Yesterday, I celebrated my 32nd birthday. Maybe a crash soon after was inevitable.
What I fear most is what I battle with most. A life without purpose. I wanted to write this blog despite it being a difficult one to write. I never started this blog with intentions of only journaling the highs. Depression is something after all, we are forced to live with.
My life it seems is torn between periods of great clarity on the one hand and confusion on the other. I desire to live a purposeful life despite constant thoughts that my life and contribution is purposeless. Don’t think for a second that what I’m after is any type of compliment or reassurance, my need is much more basic. Compliments are empty gifts if I don’t posses self-belief. Do I believe that my life is purposeful? On days like this, I really don’t. The feeling I have is of a gaping hole in my spirit – abysmal in its depth and unprecedented in its force. It sucks life out of me faster than I can cling to anything worth clinging on to. It’s called depression.
I catch myself thinking what real ‘purpose’ I seek so tirelessly to have? I don’t have a clear answer. Fulfilment would help me live a purposeful life but in blue periods like these, I can’t seem to find any in anything I do. So what do I do? Do I continue to pursue this effort in finding a purpose in life? Or do I give up? No one is limitless. Life is a gift. I know that – because losing my mother at the tender age of seventeen taught me that. But, life has come with its struggles. I’ve been hospitalised 4 times in the last four years and continue to battle mental health and weight issues (weight not helped by my cocktail of MH meds). Every hospitalisation becomes more difficult as does re-building my life afterwards. I stupidly promise myself I’ll never go back, yet find myself back on the ward.

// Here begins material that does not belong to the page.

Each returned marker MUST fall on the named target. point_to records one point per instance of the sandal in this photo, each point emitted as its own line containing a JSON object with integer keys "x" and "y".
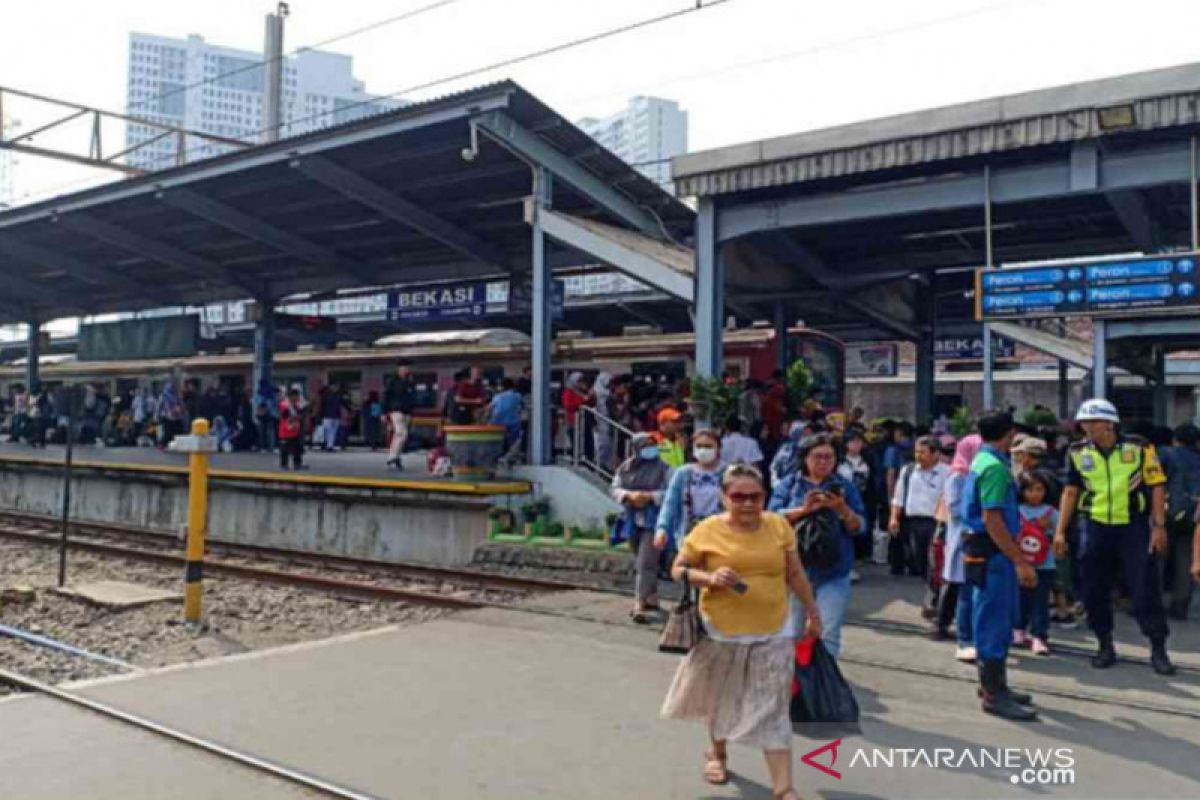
{"x": 715, "y": 770}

My thoughts? When will this end? Sometimes, the battles feel overwhelming and I feel weak. Too weak to do it all over again. What captain would send his troops to war unarmed and in ill shape? A President of fools. A conscientious and diligent leader would surrender – eager not to ridicule his troops. The captain’s strength is in knowing his limits and being able to challenge – without setting his troops up for failure.
I know that some will tell me I have a lot to live for and that I ought to be grateful for life and the people I have in it, and I am grateful – but depression doesn’t work that way. We don’t get to ‘choose’ how we feel, unfortunately. Depression singles you out of your own life and holds you prisoner whilst it froths at its ugly mouth looking at you rot. Who would honestly value such an existence?
It’s been a while a since I felt like this. The latest blog posts have been refreshingly upbeat. But, I have felt this blue period coming on for a while, whilst hoping all along that my feelings were miscalculated. Maybe writing will help – only time will tell. In the meantime, please excuse me for a while, as I curl up and try to sit this storm through.